Щепкин спрыгнул со стола, подошел к двери и решительно пнул ее ботинком. Ему открыли, и он попросился в камеру.

— Чтоб тебя разорвало! — крикнула «далекая», когда Щепкин молча встал между двумя в одинаковых мундирах и закачался, поплыл по этажам с баночно-металлическим эхо.
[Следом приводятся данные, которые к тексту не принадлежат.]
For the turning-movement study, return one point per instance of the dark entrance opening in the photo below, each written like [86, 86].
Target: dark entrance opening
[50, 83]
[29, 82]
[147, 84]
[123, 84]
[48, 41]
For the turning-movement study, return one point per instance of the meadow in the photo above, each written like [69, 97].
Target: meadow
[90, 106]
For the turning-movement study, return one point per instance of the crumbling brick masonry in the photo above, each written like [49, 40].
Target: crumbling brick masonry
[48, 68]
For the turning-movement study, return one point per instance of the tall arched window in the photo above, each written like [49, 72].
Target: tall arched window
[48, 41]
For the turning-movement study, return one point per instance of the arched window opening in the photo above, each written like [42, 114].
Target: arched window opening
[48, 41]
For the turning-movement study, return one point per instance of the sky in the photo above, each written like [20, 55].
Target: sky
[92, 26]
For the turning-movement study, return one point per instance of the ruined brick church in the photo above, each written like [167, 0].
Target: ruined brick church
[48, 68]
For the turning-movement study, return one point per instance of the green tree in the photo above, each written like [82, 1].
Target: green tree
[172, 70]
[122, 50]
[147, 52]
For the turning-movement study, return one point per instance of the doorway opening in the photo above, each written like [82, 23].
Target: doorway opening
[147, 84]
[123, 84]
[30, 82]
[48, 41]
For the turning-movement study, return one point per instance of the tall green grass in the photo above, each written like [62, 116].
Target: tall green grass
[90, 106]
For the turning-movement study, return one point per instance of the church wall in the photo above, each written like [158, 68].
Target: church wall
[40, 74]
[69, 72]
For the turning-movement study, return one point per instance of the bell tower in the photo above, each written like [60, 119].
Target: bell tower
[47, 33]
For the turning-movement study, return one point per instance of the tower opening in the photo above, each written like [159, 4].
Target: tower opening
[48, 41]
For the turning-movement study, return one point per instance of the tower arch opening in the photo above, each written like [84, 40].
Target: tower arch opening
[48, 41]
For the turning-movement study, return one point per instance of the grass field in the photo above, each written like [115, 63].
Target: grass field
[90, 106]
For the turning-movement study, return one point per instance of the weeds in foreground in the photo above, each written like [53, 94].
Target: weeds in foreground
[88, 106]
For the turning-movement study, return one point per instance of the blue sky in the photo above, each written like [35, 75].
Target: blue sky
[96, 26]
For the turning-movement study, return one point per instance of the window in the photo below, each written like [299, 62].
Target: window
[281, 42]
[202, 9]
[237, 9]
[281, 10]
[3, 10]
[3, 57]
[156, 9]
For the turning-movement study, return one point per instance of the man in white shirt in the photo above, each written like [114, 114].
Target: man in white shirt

Вечером тот же вопрос он услышал из уст хозяина обширного кабинета. Вопрос суфлером пищал в ухе следователя.

— Вы способны привести доводы?

И вновь Щепкину захотелось броситься на этого персонажа, на этот продукт «VOSSTANOVLENIE Ltd», захотелось выкинуть фокус, сделать что-нибудь против шерсти, но он сдержался, сел, приготовился играть по чужим правилам, плыть по течению.

И тогда чиновник потребовал вернуть материалы «VOSSTANOVLENIE Ltd».
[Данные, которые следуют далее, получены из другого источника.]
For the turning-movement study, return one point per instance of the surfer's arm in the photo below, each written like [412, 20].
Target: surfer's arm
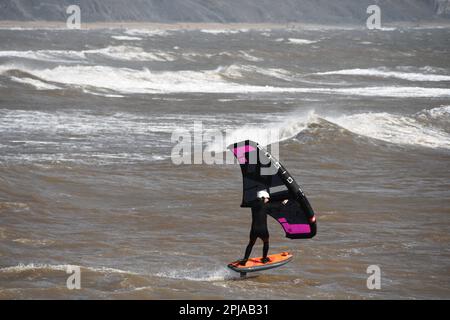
[276, 206]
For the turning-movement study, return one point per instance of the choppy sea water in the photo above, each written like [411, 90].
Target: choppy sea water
[86, 177]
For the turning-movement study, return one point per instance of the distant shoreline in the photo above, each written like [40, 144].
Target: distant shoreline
[12, 24]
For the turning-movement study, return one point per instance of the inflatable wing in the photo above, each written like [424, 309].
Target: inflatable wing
[261, 171]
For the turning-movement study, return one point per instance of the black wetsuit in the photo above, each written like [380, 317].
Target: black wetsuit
[259, 226]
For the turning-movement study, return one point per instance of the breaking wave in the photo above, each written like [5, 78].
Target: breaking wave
[220, 80]
[391, 128]
[385, 73]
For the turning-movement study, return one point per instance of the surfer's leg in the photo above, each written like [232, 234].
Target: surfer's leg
[249, 248]
[265, 249]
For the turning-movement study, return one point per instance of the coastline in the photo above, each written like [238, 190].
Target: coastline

— Не усугубляйте убийство кражей, — сказал он.

Ничего удивительного для Щепкина в просьбе следователя не было. Похоже, что многое вокруг Щепкина неспешно, но упрямо вылетало на орбиту злополучной Компании. Дернул же черт когда-то подумать об оригинальном и верном бизнесе. Дернул же кто-то черта в тот день свести Щепкина с Рукавовым. Уродство. Щепкин заявил, что диски уничтожены, что ничего не осталось — ни распечаток, ни в памяти, ибо ничего не читал, ни подозрений. Сказал это, а сам подумал, что ведь то Рукавов за ним и охотится, что и «далекая» с Рукавовым заодно, что она им и управляется, что потихоньку подминает под себя Пьер Волан все, что под руку попадается, вместе с живыми людьми и прочим мусором.

— Нет ничего… и больше ни слова не скажу, — бросил Щепкин и, поджав губы, замолчал.

И вновь повели его гулкими коридорами-этажами с несерьезным эхо, вниз, в самую глубь тюрьмы, в ее бездонную сердцевину.

— А я ведь тебе не доверяю, — встретил сокамерник.

И добавил, что он — одиночка, что имеет такой опыт, такой, что благодаря этому опыту он насквозь видит Щепкина, видит, что тот подстава и провокатор. А в конце сказал, что настоящий Щепкин умер от истощения, а этот, который с ним в одной камере, этот упитанный и видно, что сытый, потому как его сейчас у следователя кормили.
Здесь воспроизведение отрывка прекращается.